Natural Language Processing at Hogan



Natural Language ProcessingThe amount of text data we send out in the world is staggering. On average, there are 500 million tweets sent per day, 23 billion text messages, and 306.4 billion emails. Everything we say, every email we send, and every word on our resumes can be used to not only understand the world around us, but as clues about the individual speaking, typing, and writing.

Unfortunately, text data does not fit into the traditional structured format of rows and columns. Text data is messy, unstructured, and not easily analyzed using classical statistical methods. Enter natural language processing, or NLP. NLP is a type of artificial intelligence that uses machine learning to break down, process, and quantify human language. NLP helps us understand the hidden stories within text-based data.

There is no singular method associated with NLP. NLP consists of multiple techniques ranging from using keywords to interpret text or speech to understanding the underlying meaning and context of communication. Because of the varying techniques associated with NLP, in the IO literature, NLP has been used to aid with several business initiatives, such as job analysis and selection, to name just two.

Up to 95% of usable organizational data is unstructured, resulting in an increased drive for using this data to remain competitive. The competition and consistent advancements in computational power, data access, and open-source research initiatives have led to the field of NLP to evolve and grow constantly. At Hogan, we are leveraging this continual growth by using NLP to improve our products and talent analytics solutions.

Hogan and Natural Language Processing

One way we are using NLP is by streamlining the coding process of focus-group notes for personality scale relevance, thereby injecting NLP into our job-analysis strategy to increase the efficiency of the approach and improve the quality of our results. Manually reading and coding focus-group notes is a time-intensive and cognitively draining process. Using NLP, on average, we can decrease the overall time it takes by approximately 6,000% while maintaining predictions that are both consistent and accurate.

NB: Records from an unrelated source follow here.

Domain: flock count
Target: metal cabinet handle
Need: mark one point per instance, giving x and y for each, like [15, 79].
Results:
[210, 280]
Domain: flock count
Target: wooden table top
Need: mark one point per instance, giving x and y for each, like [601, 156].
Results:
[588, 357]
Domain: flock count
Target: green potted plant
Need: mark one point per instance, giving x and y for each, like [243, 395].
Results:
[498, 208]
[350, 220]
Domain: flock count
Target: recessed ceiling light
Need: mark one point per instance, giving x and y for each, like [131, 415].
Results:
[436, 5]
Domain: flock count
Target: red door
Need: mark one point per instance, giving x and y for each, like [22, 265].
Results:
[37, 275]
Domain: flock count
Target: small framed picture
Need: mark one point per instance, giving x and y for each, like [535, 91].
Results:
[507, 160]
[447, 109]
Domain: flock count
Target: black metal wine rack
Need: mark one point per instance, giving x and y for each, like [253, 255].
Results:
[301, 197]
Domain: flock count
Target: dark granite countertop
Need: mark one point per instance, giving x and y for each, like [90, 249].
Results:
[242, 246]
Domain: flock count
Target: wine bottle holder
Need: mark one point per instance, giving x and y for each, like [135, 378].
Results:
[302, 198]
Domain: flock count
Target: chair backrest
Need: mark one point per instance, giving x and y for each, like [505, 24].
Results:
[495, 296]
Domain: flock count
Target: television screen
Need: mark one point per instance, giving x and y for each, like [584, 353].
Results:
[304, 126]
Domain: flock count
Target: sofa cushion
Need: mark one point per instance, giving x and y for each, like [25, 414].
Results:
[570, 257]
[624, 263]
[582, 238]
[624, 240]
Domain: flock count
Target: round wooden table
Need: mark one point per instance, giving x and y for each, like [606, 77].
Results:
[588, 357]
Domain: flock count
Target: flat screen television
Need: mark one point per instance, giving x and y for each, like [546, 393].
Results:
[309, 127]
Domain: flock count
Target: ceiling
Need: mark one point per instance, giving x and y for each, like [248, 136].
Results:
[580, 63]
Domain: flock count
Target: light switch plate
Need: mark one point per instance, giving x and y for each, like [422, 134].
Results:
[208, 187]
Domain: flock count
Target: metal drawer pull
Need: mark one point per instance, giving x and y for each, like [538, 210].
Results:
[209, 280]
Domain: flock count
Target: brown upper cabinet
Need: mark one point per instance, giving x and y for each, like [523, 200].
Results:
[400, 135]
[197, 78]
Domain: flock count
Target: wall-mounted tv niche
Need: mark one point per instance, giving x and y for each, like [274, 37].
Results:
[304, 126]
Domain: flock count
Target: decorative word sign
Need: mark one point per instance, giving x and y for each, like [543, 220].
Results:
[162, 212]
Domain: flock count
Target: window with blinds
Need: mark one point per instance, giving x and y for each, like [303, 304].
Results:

Many text-based, data-analytic tasks require similar knowledge about language, such as semantics, structural similarities, and syntax. This knowledge can be shared from one model to another through transfer learning. Transfer learning allows us to quickly take advantage of cutting-edge NLP research without having to spend months and years gathering unneeded data and training similar models from scratch. Transfer learning involves taking a model trained on another dataset for a different task and fine-tuning it on a second dataset for a different task. In other words, we take what the model learned already and adapt it for our purposes. The base model for focus-group note prediction was trained on over 3 billion words. The base model was fine-tuned on a large collection of focus group notes collected across hundreds of organizations where researchers identified which personality scales were relevant based on their expert judgment.

This approach has already shown promising results for correctly identifying the relevance of personality characteristics from focus-group notes. When compared against human-raters (subject matter experts; SMEs), our model was consistent and had an average accuracy score approximately 10% higher than the average accuracy of the SMEs. This indicates that Natural Language Processing is an accurate and efficient method for identifying the critical personality characteristics of job roles from focus groups.